In rereading this for possible use as a reference for another question, I see I did not explain a couple of things clearly, and totally missed one - though the other answers indirectly addressed part of it:
1) the 110/120V versus 90V difference could well be, as other contributors said, a bad grounding issue - basically the difference between the voltage between lie and neutral (which is cut off when the GFCI trips) and live versus ground - you appear to have a 10-20V differential beetween the two, which wouldnormally be due to either a bad ground, or a ground rod (or grounded pipe) close to an electrical device putting juice into the ground like an air compressor or wellpump commonly.
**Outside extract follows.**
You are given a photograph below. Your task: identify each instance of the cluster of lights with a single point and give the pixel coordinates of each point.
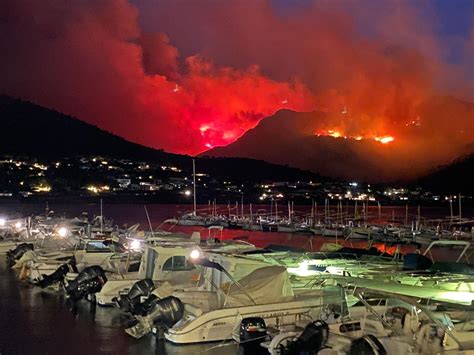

Basically, the neutral (which goes back to the utilityi ground) and your system ground (bare gorund) are seeing different grounds. 10-20V difference is not uncommon - during strong norhtern lights in northern states, or during electrical storms, cn reach hundreds of volts at times even without a direct lightning strike. I have seen voltage drop to about zero or go up to 400-600 or more on 120V circuits during strong northern lights, where they are affecting long transmission lines.
2) the 10V could actually be zero on that circuit, with bleed-over from interconnected wiring, from some low voltage device - some electronic devices and some chargers and plug strips and UPS devices sometimes bleed some different voltage in neutral than ground during use, as can MOV surge protectors. Commonly from 2.5-12V. Generally shows up in buildings where the neutral and ground are not interconnected at the panel, but very low amperage voltage diffferences like that can persist in a circuit even if its breaker is off.
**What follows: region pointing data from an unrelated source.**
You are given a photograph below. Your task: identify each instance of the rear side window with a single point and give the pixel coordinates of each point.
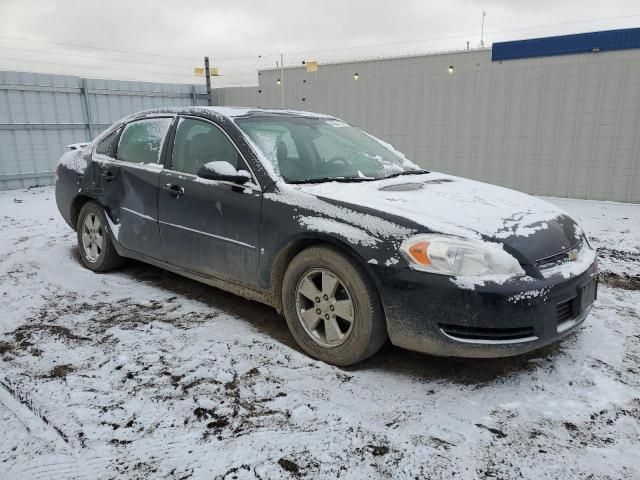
(104, 147)
(197, 143)
(141, 141)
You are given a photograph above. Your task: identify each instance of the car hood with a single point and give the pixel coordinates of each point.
(437, 202)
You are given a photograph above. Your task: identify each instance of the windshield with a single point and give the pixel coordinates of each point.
(311, 149)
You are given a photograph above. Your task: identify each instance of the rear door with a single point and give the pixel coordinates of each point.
(209, 227)
(129, 183)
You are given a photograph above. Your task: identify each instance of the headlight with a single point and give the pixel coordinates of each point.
(459, 257)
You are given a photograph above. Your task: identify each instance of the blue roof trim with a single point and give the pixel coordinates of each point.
(567, 44)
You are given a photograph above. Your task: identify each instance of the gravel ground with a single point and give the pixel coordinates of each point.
(141, 373)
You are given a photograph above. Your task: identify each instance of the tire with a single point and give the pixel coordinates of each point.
(103, 257)
(327, 328)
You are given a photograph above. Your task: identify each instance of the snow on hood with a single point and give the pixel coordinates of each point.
(447, 204)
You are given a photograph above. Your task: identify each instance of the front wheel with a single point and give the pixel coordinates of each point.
(331, 307)
(96, 250)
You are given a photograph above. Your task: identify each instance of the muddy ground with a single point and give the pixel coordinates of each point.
(141, 373)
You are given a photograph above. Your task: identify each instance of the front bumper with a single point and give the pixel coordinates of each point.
(430, 314)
3) the 10V could also be poor calibration of the meter or weak battery in the meter - check with the electrodes a couple of feet apart across a piece of non-electrified metal like a metal tabletop or metal trim or such - if it does not read zero that could be the issue.
4) I would check polarity, as other comment said - might be you have a polarity issue which is confusing the GFCI breaker. Or, it is as simple as one device is loading the circuit so heavily (maybe due to bad wiring that is not connected till something is plugged in) that adding a second one is just tripping the breaker because of excess current draw. This migiht mean disconnecting the wires at the panel, then doing a full continuity trace along the length of the circuit, tracing all wires and ensuring there is no cross-connection (without any loads on the circuit) between live, neutral, and grounds (though depending on your house wiring scheme, neutral and ground may be joined at individual boxes, rather than just at the panel). Also - remember seeing some GFCI/AFCI's which checked not only that the power passing through live wire matched that in the neutral, but also checked that the ground was not carrying juice - so if that is the case an interconnected neutral and ground can confuse it.
5) Defective GFCI - I have seen them (especially electronic ones) do some pretty unusual things - and some pretty impressive fireworks when they short out internally.